The agent starts in cell $(0, 2)$ and has to reach the treasure in $(4, 3)$.

### Priority Queue

You will need a queue ordered by priority as a queue or **PriorityQueue**. The difference between the other versions of the queue is that in **PriorityQueue**, nodes are removed from the data structure based on the current lowest value. In particular, **Node** has two useful parameters (other than those used in the previous session):

- pathcost - the path cost from the root node to the current one (defaults to 0)
- value - the value of a node. Used by PriorityQueue to order its content (defaults to 0)
  Per UCS metto il costo nodo/pathcost, per A* metto euritstica + costo nodo

### Here is an example of usage:

In [25]:
import os
import sys
module_path = os.path.abspath(os.path.join('../tools'))
if module_path not in sys.path:
    sys.path.append(module_path)

from utils.ai_lab_functions import *

# Create 3 nodes for state ids 1 2 3
node_1 = Node(1) # No parent, pathcost=0, value=0
node_2 = Node(2, node_1, node_1.pathcost + 1, 10) # Child of node_1, pathcost=1, value=10
node_3 = Node(3, node_1, 100, 5)  # Child of node_1, pathcost=100, value=5

p_queue = PriorityQueue()
for n in (node_1, node_2, node_3):
    p_queue.add(n)
    print("Added: {}".format(n.state))

while not p_queue.is_empty():
    node = p_queue.remove()
    print("Removed state : {}, path cost: {}, value: {}".format(node.state,node.pathcost,node.value))

Added: 1
Added: 2
Added: 3
Removed state : 1, path cost: 0, value: 0
Removed state : 3, path cost: 100, value: 5
Removed state : 2, path cost: 1, value: 10


Notice the order in which nodes are removed from the queue.
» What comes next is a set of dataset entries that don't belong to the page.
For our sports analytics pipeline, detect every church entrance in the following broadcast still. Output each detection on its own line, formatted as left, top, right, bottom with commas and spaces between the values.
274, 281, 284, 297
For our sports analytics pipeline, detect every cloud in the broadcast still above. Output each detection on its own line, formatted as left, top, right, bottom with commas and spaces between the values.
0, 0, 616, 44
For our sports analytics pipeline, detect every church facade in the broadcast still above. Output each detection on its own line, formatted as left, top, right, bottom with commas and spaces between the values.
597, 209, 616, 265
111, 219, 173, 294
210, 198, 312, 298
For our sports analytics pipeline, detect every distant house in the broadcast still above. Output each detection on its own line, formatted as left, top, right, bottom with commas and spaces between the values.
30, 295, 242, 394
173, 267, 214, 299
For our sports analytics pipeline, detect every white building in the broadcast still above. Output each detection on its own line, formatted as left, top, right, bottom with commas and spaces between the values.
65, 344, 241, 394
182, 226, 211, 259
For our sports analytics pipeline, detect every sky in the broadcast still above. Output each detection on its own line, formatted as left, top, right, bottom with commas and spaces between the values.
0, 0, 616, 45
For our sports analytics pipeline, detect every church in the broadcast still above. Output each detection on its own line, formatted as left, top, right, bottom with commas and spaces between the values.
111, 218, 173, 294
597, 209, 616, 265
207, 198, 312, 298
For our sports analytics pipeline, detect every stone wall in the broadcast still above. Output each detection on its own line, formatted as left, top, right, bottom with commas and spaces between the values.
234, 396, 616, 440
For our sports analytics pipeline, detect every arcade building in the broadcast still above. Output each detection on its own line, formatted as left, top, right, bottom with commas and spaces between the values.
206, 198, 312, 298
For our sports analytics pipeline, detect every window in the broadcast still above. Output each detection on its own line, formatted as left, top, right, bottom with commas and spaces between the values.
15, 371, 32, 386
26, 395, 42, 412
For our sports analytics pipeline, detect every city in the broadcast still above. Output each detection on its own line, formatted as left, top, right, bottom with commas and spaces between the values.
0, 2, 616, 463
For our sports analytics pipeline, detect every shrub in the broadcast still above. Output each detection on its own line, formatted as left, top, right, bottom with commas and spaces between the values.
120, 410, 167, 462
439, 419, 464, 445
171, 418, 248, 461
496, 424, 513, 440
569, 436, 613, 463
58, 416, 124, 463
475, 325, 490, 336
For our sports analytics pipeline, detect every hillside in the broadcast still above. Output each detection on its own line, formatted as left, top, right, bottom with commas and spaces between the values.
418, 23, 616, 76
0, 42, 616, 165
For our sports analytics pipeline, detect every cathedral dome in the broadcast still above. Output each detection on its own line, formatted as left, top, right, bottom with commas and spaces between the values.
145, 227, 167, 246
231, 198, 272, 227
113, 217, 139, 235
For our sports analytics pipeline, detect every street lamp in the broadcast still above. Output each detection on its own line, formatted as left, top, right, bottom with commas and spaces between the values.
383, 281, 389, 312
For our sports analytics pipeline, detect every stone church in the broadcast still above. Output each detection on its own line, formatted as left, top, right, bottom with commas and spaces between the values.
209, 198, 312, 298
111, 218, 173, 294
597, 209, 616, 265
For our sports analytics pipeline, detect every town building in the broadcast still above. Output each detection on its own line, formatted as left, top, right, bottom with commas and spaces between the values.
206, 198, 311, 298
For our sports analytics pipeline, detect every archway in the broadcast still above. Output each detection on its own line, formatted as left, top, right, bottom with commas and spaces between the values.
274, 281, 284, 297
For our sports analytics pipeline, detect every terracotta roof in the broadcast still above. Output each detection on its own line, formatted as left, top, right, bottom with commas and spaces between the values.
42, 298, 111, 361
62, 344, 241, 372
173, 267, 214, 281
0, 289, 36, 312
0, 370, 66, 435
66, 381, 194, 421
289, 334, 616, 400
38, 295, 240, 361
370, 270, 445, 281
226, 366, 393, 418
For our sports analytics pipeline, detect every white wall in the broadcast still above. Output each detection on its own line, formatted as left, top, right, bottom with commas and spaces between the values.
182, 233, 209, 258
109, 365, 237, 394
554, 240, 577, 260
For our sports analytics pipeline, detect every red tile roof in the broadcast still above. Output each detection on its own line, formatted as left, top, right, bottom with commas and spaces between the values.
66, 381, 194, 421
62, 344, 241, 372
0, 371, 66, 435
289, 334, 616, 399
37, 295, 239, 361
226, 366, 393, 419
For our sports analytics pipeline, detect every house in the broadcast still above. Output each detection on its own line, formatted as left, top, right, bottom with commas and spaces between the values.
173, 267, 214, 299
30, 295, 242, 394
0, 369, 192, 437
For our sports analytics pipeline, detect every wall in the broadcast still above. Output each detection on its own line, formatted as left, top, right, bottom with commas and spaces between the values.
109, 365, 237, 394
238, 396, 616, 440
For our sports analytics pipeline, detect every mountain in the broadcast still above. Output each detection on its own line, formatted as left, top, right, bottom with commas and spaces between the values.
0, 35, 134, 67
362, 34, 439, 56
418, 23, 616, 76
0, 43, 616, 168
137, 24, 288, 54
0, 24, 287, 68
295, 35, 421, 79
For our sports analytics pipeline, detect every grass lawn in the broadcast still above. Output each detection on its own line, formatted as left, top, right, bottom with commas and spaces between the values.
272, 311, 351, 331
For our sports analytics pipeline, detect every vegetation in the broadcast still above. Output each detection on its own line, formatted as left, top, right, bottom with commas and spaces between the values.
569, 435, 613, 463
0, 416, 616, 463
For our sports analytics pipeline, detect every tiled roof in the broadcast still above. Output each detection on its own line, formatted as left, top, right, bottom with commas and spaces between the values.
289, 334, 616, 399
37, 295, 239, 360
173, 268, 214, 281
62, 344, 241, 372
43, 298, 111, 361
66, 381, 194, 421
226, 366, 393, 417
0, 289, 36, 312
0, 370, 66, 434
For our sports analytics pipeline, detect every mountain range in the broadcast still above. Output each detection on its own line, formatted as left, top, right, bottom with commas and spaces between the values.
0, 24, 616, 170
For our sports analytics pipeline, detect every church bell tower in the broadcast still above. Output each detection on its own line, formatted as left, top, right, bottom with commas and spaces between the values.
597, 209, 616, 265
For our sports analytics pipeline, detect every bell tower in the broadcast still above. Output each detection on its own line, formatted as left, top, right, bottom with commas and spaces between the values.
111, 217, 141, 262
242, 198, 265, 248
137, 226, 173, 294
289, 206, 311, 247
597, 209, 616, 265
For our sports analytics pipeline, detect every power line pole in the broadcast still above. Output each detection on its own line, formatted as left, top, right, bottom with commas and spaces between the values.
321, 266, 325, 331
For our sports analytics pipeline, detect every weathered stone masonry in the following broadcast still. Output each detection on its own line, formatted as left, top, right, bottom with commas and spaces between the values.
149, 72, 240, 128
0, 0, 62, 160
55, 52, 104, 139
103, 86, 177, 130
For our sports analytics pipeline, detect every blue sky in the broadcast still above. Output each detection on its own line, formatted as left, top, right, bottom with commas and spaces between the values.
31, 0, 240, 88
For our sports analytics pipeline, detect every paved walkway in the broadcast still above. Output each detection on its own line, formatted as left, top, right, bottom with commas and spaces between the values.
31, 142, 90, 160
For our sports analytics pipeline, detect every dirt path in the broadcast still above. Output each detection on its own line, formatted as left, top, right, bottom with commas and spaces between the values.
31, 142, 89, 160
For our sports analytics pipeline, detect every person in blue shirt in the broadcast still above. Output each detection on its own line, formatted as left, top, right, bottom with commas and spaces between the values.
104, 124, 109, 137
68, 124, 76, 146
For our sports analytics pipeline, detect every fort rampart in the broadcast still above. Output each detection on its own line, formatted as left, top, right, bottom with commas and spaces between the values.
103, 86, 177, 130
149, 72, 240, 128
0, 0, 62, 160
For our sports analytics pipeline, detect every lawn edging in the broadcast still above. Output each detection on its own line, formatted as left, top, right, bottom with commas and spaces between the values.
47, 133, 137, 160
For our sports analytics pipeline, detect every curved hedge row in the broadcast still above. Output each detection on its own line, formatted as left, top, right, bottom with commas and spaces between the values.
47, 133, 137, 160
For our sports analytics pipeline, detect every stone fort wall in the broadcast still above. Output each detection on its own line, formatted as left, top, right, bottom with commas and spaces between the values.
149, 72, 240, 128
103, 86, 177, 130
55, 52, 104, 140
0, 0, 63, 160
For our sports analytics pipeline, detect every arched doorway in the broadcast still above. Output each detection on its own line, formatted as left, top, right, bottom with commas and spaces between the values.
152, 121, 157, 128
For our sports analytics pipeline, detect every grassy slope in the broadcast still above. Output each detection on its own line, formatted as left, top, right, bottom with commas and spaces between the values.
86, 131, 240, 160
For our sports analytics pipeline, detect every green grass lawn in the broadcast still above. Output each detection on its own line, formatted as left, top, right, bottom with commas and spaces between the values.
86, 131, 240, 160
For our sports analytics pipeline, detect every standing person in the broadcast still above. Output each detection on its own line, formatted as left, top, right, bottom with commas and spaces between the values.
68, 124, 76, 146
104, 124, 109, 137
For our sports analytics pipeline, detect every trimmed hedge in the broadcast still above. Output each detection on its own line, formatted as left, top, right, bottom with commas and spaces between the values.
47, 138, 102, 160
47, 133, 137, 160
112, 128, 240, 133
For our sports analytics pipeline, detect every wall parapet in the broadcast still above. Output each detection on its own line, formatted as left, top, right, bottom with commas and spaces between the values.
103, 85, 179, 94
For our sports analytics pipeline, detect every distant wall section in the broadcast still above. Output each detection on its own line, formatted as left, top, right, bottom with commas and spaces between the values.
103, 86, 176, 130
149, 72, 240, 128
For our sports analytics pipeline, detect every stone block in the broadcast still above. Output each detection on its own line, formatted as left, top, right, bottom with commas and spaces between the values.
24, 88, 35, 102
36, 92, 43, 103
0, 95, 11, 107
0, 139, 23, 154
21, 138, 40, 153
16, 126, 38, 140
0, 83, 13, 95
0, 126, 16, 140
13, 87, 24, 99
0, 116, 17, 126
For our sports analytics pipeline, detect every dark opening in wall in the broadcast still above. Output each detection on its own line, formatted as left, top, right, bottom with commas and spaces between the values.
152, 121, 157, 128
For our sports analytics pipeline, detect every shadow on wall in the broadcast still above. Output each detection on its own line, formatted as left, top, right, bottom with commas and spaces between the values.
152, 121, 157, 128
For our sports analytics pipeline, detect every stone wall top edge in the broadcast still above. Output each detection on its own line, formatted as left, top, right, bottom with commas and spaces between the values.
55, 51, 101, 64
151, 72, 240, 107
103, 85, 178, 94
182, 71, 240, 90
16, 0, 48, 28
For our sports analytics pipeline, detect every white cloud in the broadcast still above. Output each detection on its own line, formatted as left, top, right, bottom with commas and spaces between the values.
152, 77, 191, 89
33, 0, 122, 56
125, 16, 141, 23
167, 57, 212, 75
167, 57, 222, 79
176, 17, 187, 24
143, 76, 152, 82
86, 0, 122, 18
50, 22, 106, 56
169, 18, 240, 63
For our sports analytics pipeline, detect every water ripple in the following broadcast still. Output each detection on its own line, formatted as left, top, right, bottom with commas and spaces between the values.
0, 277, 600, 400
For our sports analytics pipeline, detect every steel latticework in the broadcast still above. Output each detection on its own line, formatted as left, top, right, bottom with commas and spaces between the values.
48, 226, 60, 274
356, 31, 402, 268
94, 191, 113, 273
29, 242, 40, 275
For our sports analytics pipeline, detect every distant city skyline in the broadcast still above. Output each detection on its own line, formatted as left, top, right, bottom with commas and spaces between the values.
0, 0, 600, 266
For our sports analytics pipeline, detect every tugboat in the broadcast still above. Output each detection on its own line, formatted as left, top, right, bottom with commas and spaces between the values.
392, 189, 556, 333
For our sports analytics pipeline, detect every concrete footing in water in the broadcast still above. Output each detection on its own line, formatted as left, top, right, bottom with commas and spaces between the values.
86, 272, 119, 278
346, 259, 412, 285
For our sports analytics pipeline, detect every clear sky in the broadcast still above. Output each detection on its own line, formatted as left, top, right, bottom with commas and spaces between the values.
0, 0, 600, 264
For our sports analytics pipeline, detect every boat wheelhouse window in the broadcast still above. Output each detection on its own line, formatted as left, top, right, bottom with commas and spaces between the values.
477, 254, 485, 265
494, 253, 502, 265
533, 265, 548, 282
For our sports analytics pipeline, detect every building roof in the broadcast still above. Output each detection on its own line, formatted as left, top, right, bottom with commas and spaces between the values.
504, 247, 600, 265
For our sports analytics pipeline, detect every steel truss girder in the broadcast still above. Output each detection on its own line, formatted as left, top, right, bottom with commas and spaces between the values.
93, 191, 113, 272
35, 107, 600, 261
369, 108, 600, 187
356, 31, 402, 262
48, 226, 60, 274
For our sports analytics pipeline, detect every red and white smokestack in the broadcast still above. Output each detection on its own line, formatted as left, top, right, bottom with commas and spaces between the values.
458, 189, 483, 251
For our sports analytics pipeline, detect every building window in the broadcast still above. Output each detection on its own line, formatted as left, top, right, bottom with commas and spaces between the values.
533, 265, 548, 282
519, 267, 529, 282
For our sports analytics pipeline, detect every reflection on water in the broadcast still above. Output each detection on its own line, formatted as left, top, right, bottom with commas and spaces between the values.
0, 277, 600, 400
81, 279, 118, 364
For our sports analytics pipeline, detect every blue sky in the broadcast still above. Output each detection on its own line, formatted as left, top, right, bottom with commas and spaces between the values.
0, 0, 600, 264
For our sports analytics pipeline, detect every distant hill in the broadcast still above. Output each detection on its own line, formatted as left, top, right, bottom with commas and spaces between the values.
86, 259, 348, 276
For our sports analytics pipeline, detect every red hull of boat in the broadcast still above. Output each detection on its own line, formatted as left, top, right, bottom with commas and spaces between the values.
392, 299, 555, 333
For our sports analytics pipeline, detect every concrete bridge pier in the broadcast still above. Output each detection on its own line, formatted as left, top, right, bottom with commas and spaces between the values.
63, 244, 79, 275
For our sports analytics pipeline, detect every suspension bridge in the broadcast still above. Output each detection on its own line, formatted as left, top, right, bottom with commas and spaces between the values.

## Uniform-Cost Search (UCS)
Informed strategy can be considered as a specific implementation of Uniform-Cost Search (UCS). The following code implements a UCS, *graph search* version. The cost of performing an action is supposed to be always 1 (also in the assignments).

In [26]:
def present_with_higher_cost(queue, node):
    if node.state in queue:
        if queue[node.state].pathcost > node.pathcost: #nota: sto considerando il costo del percorso
            return True
    return False

In [27]:
import gym
import envs

def ucs(environment):
    """
    Uniform-cost search
    
    Args:
        environment: OpenAI Gym environment
        
    Returns:
        path: solution as a path
    """
    
    queue = PriorityQueue() #ordinata per pathcost
    queue.add(Node(environment.startstate))
    
    explored = set()
    time_cost = 1
    space_cost = 1
    
    while True:
        if queue.is_empty(): 
            return None, time_cost, space_cost 
        
        # Retrieve node from the queue
        node = queue.remove()  
        if node.state == environment.goalstate:
            #nota: sto facendo il check sul nodo estratto e non sul figlio estratto, questo per garantire l'ottimalita.
            #In BFS posso fare il controllo sul figlio (con performance maggiori perche' evito di generare un livello di figli
            #ad un livello inferiore, che e' una misura esponenziale) perche' quando visito un nodo in BFS allora l'ho raggiunto
            #attraverso il percorso piu' breve (perche' il costo degli archi e' identico). In UCS invece il nodo che poppo potrebbe
            #avere un costo superiore del nodo che avrei avuto successivamente nella coda, quindi non faccio il check sui figli
            return build_path(node), time_cost, space_cost
        
        explored.add(node.state)
        
        # Look around
        for action in range(environment.action_space.n):
            
            # Child node where value and pathcost are both the pathcost of parent + 1
            #il nostro value e' il pathcost, voglio ordinare la queue per pathcost 
            child = Node(environment.sample(node.state, action), node, node.pathcost + 1, node.pathcost + 1) 
            time_cost += 1
            
            if child.state not in queue and child.state not in explored:
                queue.add(child)
                
            elif present_with_higher_cost(queue, child):
                queue.replace(child)
                
        space_cost = max(space_cost, len(queue) + len(explored))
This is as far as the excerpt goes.